De supor que os pais foram fundadores da Casa da Misericórdia, pela albergaria  que lhe deixou anexada, ficando algum irmão a morar no chão do morgadio , como administrador da capela - como aliás deixou outro que era da Guarda para a outra capela que não é referenciado o local, e aponto a Junqueira. Pelo facto de ainda hoje viver descendência  em Além da Ponte . Os pais teriam já falecido, atendendo que deixou missas pagas para lhes serem rezadas por alma. A que juntei o facto de haver por ali muita família com chão no que foi o morgadio -  eu e a minha irmã, com costado à avó do Padre Coutinho, Terceiro e outros.
Em Além da Ponte desconhece-se a volumetria da capela inicial, quanto a mim teria sido o seu palco mais acima, onde hoje é a casa do herdeiro do Dr. Faveiro. Em 1706 um forte vendaval arruinou a capela da Misericórdia, e igualmente tenha destruída de Além da Ponte,  por ambas estarem na  mesma direção, apesar de não estar mencionada documentalmente , a omissão o tenha sido por ser particular, e o seu instituidor já ter falecido em 1704.

Nas Memórias Paroquiais
Aparece na centúria de 700 a referencia apenas a dois moradores em Além da Ponte, seriam os pais de D. José de Alarcão (?) para se ter fidelizado o Lugar com o mesmo nome da sua quinta - Quinta de Além da Ponte, desmembrada da Quinta de Lagoas, com a  ativação do troço viário vindo de Lagoas, depois da construção da ponte em 1648.
Em 1863, Dom José Casimiro de Mascarenhas Velasques Sarmento de Alarcão, nasceu na Quinta de Além da Ponte, no concelho de Ansião. Comecei por indagar o jazigo no cemitério cujos apelidos relacionei com famílias do Espinhal. Numa pesquisa encontrei um registo vincular de quintas com capela, de tias sem herdeiros em Penela, onde numa menciona a sua origem na quinta de Além da Ponte. E ruína o moinho de água como da capela ao orago a S. João Baptista,  referenciado nas Memórias Paroquiais - em 1695, com novo administrador, portanto instituição mais antiga. 
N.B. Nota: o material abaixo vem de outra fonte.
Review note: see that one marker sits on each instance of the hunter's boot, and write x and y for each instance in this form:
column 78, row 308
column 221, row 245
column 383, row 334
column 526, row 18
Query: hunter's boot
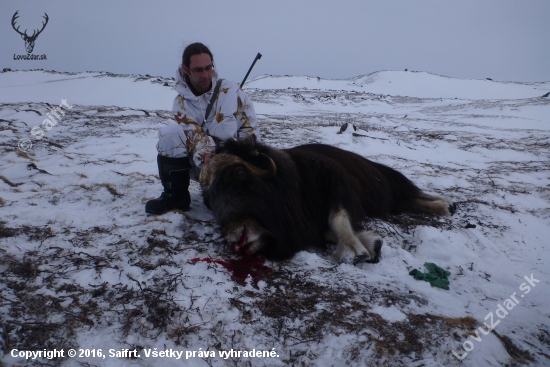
column 174, row 176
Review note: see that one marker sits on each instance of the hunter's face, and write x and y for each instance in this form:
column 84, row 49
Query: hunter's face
column 200, row 72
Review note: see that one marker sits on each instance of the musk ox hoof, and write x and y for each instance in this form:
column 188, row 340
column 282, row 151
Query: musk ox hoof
column 361, row 259
column 377, row 251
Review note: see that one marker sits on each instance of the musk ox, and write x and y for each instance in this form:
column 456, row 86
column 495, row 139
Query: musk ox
column 276, row 202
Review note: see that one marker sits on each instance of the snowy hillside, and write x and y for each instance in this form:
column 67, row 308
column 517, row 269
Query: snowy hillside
column 82, row 266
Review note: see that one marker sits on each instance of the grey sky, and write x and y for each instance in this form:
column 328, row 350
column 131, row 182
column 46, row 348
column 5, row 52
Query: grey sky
column 499, row 39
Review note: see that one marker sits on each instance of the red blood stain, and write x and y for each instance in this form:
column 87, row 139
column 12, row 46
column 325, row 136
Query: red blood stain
column 241, row 267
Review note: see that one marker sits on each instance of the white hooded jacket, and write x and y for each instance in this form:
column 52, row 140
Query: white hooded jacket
column 232, row 117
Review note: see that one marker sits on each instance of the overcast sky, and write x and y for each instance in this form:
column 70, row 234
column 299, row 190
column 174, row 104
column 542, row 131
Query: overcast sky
column 499, row 39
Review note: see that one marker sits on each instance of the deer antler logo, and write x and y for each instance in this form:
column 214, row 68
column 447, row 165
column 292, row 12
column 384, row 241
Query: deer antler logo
column 29, row 40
A razão do abandono da Quinta de Além da Ponte pela família Alarcão?  
Ou foi com a guerra liberal travada pelos dois irmãos, D. Miguel e D. Pedro, muitos nobres tomaram o partido dos Miguelistas e, com medo das represálias dos absolutistas venderam as terras à pressa e partiram.  Pese o juiz, que ali nasceu ter tido uma filha - Maria -  de uma criada que era do Mogadouro, onde ela veio a nascer, e perfilhou. Curiosamente, a mulher que vende queijos no mercado do Vale Perneto, exibe na banca uma bela toalha de bordado Richelieu. Um dia perguntei-lhe a origem da toalha, por ser grande, tinha de ser de uma casa rica. Disse-me que foi uma familiar do Mogadouro que lhe a tinha oferecido. Logo associei à família da criada, e por certo a toalha veio da quinta de Além da Ponte...
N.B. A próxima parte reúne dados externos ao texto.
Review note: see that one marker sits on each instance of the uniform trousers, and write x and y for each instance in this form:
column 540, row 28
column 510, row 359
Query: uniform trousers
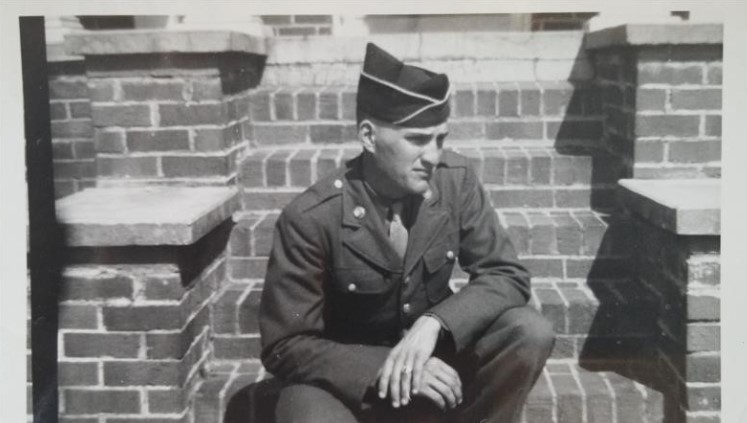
column 497, row 373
Ao inicio da rua de S. Pedro existe a norte uma parede com janela de avental e lajes na frontaria para as sardinheiras, talvez a primeira casa da quinta de Além da Ponte, junto da estrada romana/medieval/real na ligação à Ponte da Cal e mais tarde foi outra construída junto do moinho e da sua capela. 
Nos finais do séc. XIX, a quinta de Além da Ponte mudou de mãos para um conterrâneo vindo de África - Dr. Abel Falcão. No tempo foi sendo parcialmente vendida. Uma parte foi e ainda é pertença da " família 29". Outra parte de uma senhora que morava na Granja, julgo Santiago da Guarda, ou foi doação, ou vendida ao moleiro Sr. Pires da Sarzedela, sendo hoje de herdeiros. O solar de sobrado e balcão -  um dos mais belos exemplares da arquitetura judaica em Ansião, quiçá com colunas reaproveitadas do habitat romano que existiu na Ponte da Cal, lamentavelmente a nova construção que lhe foi adoçada o descaraterizou, por falta de conhecimento do que antes ali foi vivido como por parte da falta de  fiscalização autárquica.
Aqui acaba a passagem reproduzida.